Февральская революция, по воспоминаниям современника, привнесла в город «небывалую доселе волну всевозможных представительных мероприятий самого разного уровня». Непрерывные митинги и забастовки наполняли собою содержание общественной жизни Екатеринодара. Как следует из приводимых хроникой сообщений, государственный переворот в Петрограде и переход власти в руки Временного правительства «были встречены бурей восторгов», хотя «внешне городская жизнь шла по-прежнему».
Т. П. Хлынина
Современная история пишется на основе множества взглядов и оценок. Она вбирает в себя как элементы предшествующей историографической традиции, так и новаторские по отношению к ней приемы и методы постижения прошлого. Создаваемые ею образы далеки от того монолитного единства, которое еще совсем недавно наполняло собою страницы исторических сочинений. Изменения, происходящие в исторической науке, свидетельствуют, прежде всего, о возрастающей роли исследователя в формировании наших представлений о прошлом. В данной связи известный российский медиевист А.Я. Гуревич отмечает: «Одной из наиболее характерных черт исторической мысли конца XX века является возрастающая саморефлексия историка. Мы не можем не задумываться над интеллектуальными предпосылками наших исследований, которые вольно или невольно определяют как применяемые нами методы, так и формы и структуры наших построений» (1).

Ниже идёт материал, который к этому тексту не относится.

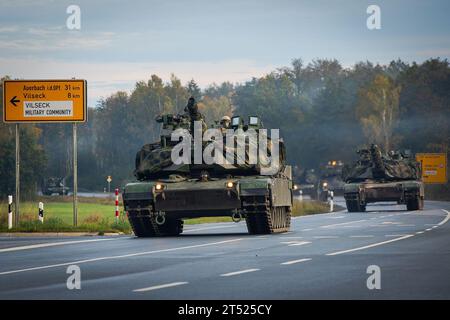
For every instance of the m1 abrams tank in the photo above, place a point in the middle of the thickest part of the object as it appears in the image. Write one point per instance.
(330, 180)
(305, 182)
(166, 193)
(379, 177)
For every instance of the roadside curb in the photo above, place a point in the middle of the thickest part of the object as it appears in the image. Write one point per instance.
(57, 234)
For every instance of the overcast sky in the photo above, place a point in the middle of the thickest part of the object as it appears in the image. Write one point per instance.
(121, 42)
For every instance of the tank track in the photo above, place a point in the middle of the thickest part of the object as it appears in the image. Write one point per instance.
(262, 218)
(144, 225)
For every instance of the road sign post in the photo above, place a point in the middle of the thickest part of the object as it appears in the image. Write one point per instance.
(9, 212)
(17, 203)
(38, 101)
(75, 176)
(434, 167)
(109, 179)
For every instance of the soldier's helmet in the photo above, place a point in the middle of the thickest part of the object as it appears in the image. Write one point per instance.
(191, 107)
(225, 121)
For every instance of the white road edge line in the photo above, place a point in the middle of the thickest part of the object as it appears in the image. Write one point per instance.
(53, 244)
(209, 228)
(295, 261)
(341, 224)
(118, 256)
(161, 286)
(238, 272)
(388, 241)
(369, 246)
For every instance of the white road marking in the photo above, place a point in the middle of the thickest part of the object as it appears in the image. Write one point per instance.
(325, 237)
(389, 241)
(446, 218)
(368, 246)
(209, 228)
(54, 244)
(295, 261)
(292, 237)
(341, 224)
(295, 243)
(238, 272)
(161, 286)
(362, 236)
(118, 256)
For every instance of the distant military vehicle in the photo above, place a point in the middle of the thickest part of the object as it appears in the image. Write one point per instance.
(306, 181)
(379, 177)
(330, 180)
(54, 185)
(167, 193)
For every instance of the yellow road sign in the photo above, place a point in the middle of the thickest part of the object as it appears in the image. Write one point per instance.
(434, 167)
(44, 101)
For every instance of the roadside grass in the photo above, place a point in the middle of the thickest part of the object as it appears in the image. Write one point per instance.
(97, 215)
(94, 215)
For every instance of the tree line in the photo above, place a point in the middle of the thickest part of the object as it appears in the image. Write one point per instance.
(323, 110)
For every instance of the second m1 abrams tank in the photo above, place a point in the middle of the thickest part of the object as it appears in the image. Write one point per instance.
(379, 177)
(167, 193)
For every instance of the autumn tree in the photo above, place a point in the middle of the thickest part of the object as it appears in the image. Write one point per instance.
(377, 110)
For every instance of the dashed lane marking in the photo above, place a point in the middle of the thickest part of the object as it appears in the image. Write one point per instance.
(362, 236)
(235, 273)
(342, 224)
(295, 261)
(161, 286)
(296, 243)
(325, 237)
(368, 246)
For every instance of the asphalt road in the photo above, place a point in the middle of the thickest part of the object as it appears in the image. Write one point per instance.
(323, 257)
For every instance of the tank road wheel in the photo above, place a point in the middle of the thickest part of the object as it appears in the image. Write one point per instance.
(262, 218)
(415, 203)
(146, 226)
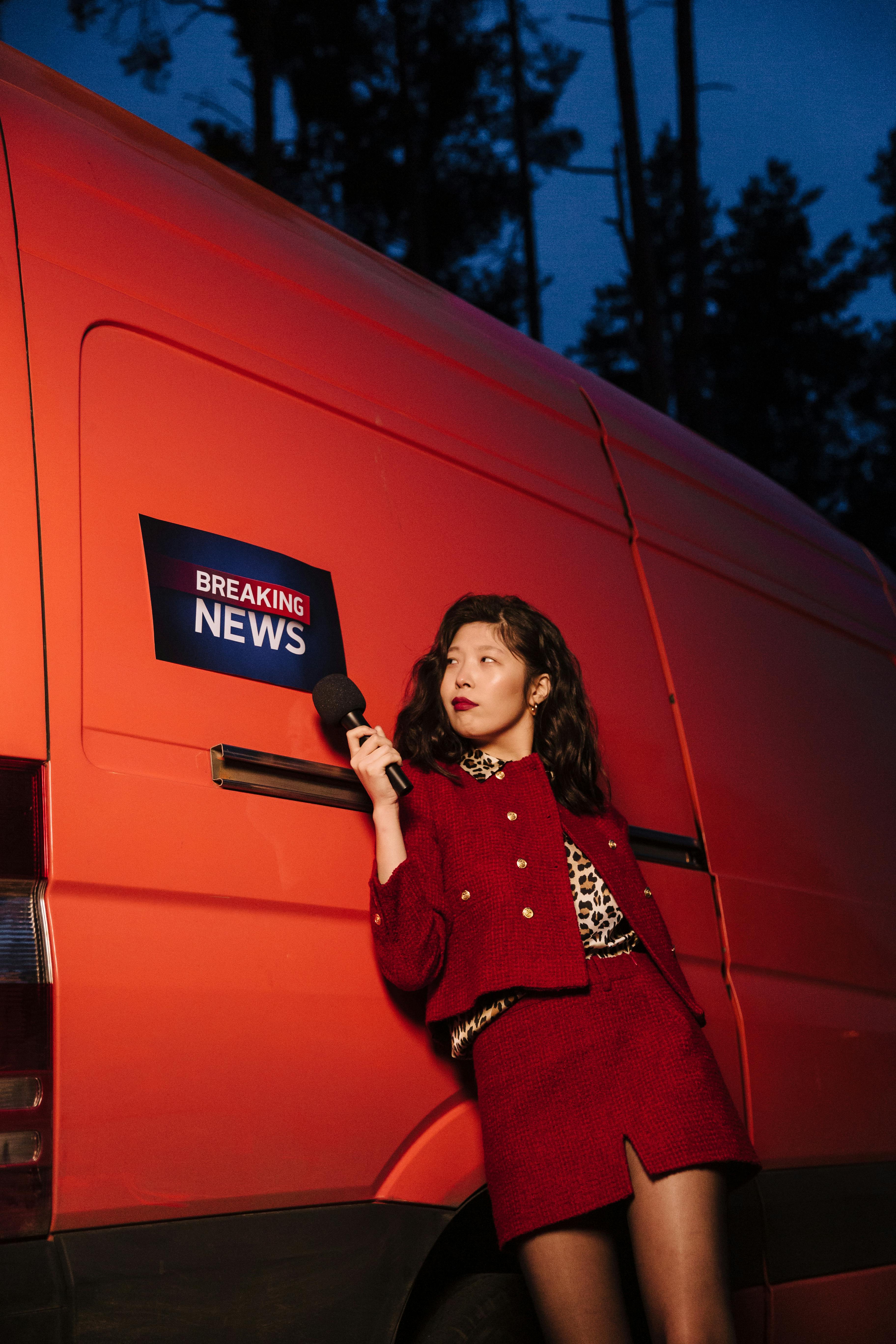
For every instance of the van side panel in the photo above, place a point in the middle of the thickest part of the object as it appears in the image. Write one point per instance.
(23, 721)
(792, 728)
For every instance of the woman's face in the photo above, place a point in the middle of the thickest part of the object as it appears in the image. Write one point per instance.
(484, 689)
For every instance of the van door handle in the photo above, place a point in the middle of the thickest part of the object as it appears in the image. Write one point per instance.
(288, 777)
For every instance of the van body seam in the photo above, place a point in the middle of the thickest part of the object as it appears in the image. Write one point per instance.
(686, 760)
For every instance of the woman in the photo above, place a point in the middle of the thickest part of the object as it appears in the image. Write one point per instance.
(594, 1080)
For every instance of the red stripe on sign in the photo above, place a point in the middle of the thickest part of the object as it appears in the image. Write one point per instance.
(234, 589)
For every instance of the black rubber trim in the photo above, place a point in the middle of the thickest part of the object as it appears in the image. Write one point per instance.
(663, 847)
(338, 787)
(828, 1219)
(344, 1272)
(288, 777)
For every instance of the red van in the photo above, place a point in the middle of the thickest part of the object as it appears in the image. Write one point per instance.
(217, 1121)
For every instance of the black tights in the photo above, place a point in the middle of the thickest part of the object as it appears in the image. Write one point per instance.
(679, 1242)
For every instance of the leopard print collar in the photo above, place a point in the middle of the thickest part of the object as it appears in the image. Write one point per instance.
(480, 764)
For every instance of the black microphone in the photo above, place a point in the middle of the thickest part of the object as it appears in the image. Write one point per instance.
(339, 701)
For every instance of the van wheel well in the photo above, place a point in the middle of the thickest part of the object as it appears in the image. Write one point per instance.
(469, 1248)
(468, 1245)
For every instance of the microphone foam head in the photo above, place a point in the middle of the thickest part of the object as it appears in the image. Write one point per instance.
(335, 697)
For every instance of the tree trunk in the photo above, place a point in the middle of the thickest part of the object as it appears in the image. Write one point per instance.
(417, 256)
(691, 343)
(263, 68)
(532, 292)
(644, 273)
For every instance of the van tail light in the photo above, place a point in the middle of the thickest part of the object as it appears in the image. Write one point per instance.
(26, 1007)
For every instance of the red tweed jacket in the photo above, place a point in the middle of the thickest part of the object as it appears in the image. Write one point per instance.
(483, 902)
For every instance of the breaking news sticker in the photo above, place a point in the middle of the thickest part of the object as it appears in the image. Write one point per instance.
(228, 607)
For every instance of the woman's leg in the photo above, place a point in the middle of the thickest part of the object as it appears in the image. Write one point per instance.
(573, 1276)
(678, 1230)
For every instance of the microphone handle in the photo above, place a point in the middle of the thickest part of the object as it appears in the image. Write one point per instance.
(394, 773)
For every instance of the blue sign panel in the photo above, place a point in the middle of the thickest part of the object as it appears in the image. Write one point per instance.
(228, 607)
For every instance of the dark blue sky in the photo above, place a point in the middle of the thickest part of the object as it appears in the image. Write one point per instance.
(816, 84)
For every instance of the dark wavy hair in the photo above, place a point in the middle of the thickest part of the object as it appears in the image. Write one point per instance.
(566, 728)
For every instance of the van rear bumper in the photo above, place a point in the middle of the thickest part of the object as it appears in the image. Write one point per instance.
(332, 1273)
(339, 1273)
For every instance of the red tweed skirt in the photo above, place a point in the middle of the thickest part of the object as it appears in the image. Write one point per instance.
(563, 1080)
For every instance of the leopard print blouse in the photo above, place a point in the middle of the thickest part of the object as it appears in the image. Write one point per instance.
(605, 931)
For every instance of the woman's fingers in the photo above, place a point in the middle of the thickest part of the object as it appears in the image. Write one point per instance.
(375, 737)
(375, 763)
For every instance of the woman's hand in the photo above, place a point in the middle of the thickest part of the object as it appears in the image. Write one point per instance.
(369, 761)
(369, 764)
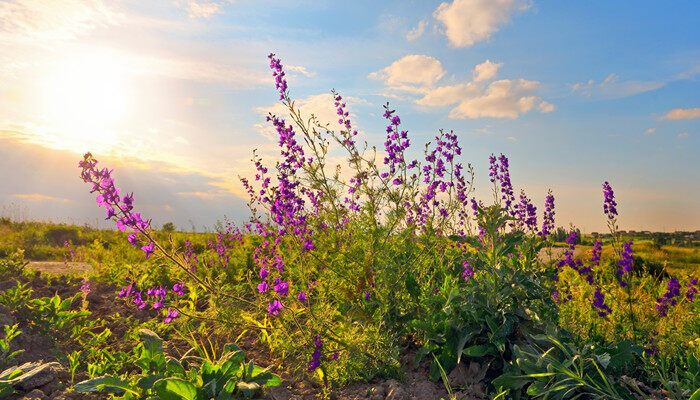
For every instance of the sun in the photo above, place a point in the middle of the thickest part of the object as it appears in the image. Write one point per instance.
(85, 99)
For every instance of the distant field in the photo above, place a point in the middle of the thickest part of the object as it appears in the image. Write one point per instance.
(44, 241)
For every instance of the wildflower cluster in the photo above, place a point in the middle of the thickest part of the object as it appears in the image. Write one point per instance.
(72, 255)
(156, 296)
(119, 209)
(395, 145)
(673, 291)
(498, 168)
(625, 263)
(548, 217)
(609, 204)
(316, 355)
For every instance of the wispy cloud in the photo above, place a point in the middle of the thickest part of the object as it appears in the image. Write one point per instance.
(414, 69)
(418, 31)
(682, 113)
(203, 9)
(466, 22)
(55, 20)
(39, 197)
(486, 70)
(504, 98)
(612, 87)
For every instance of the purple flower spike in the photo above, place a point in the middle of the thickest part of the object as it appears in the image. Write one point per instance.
(274, 307)
(170, 316)
(148, 249)
(609, 204)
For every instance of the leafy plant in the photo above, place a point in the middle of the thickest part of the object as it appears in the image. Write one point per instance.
(190, 377)
(54, 313)
(6, 356)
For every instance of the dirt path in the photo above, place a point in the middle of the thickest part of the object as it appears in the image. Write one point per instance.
(60, 267)
(557, 252)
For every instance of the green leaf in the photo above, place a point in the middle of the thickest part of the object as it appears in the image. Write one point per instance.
(412, 286)
(696, 395)
(146, 382)
(477, 351)
(176, 389)
(109, 383)
(512, 382)
(249, 389)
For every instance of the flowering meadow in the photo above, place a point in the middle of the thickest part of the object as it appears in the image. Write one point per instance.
(343, 273)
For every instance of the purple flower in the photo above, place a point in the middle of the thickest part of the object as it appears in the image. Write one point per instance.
(278, 73)
(85, 288)
(148, 249)
(281, 287)
(133, 239)
(609, 204)
(170, 315)
(625, 263)
(468, 271)
(139, 301)
(179, 288)
(274, 307)
(599, 303)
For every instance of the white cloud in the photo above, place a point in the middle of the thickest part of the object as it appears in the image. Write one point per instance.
(417, 75)
(545, 107)
(55, 20)
(451, 94)
(486, 70)
(469, 21)
(502, 99)
(203, 9)
(301, 70)
(611, 87)
(417, 32)
(413, 69)
(612, 78)
(682, 113)
(320, 105)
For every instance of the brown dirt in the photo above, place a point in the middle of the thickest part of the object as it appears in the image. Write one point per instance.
(60, 267)
(41, 346)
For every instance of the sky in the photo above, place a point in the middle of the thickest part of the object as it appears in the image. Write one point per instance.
(173, 95)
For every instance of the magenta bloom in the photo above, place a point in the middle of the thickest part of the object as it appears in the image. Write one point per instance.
(281, 287)
(133, 239)
(170, 316)
(609, 204)
(179, 288)
(148, 249)
(274, 307)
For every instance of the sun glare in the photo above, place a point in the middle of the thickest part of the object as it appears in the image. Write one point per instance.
(85, 99)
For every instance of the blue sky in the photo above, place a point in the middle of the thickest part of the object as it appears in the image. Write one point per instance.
(173, 95)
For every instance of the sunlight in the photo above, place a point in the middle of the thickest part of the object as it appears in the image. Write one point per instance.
(85, 98)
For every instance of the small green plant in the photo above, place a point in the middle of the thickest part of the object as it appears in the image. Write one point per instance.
(54, 313)
(6, 356)
(13, 265)
(73, 363)
(190, 377)
(17, 297)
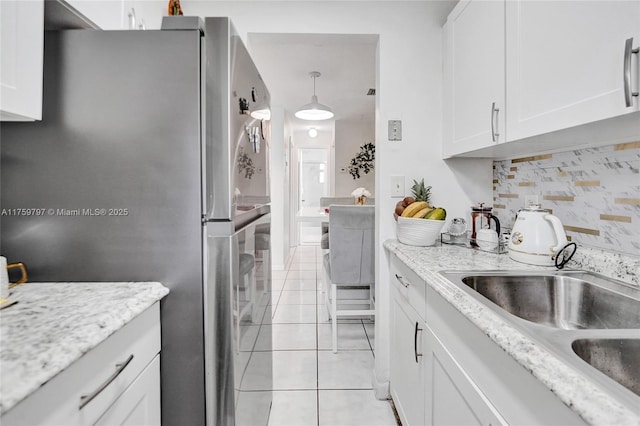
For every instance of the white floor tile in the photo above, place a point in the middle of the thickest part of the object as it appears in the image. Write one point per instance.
(350, 336)
(294, 408)
(302, 360)
(248, 336)
(302, 266)
(299, 275)
(295, 314)
(345, 370)
(298, 297)
(287, 337)
(353, 408)
(277, 284)
(253, 407)
(294, 370)
(300, 284)
(278, 275)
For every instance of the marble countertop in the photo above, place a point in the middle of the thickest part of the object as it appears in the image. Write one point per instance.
(54, 324)
(593, 403)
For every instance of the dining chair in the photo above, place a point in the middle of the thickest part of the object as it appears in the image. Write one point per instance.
(327, 202)
(349, 265)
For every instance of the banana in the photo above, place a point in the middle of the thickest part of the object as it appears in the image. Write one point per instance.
(422, 212)
(414, 208)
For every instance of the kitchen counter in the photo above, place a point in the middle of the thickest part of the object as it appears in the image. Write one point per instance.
(583, 395)
(54, 324)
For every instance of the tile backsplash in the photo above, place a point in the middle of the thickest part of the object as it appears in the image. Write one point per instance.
(594, 191)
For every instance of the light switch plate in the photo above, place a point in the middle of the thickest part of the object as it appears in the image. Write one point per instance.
(397, 186)
(395, 130)
(531, 199)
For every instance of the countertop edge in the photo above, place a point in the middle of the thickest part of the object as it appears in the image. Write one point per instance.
(153, 292)
(588, 399)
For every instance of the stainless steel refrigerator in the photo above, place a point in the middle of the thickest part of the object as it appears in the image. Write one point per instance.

Организация исследовательской деятельности историка неоднократно становилась предметом специального изучения. О том, каким образом события прошлого становятся достоянием последующих поколений, написано множество добротных исследований. Однако в ситуации, когда пересматриваются сама природа и границы исторического познания, меняются привычные представления об истории и предмете ее изучения, многие вопросы ремесла историка снова вызывают к себе повышенный интерес. Среди них –вопрос о месте исторического источника как условия постановки и решения научной проблемы.
Значение исторического источника выражается, прежде всего, в том, что он является единственным носителем фактической информации о прошлом. В нем находят отражение как реальные события, так и представления о них автора источника и его эпохи. Долгое время исторический источник отождествлялся с самим прошлым, а задачи историка сводились к установлению его подлинности. В настоящее время эти отношения видятся не столь однозначными: признается, что исторический источник «вовсе не обладает той прозрачностью, которая дала бы исследователю возможность без особых затруднений приблизиться к постижению прошлого» (2). Непрозрачность исторического источника создает историку определенные познавательные трудности и, вместе с тем, предоставляет ему большую творческую самостоятельность. Ведь в историческом повествовании присутствуют «как сведения и наблюдения, основанные на анализе исторических источников, так и фантазия или, если угодно, интуиция ученого, без каковой используемые им данные не могут обрести связи и смысла» (3).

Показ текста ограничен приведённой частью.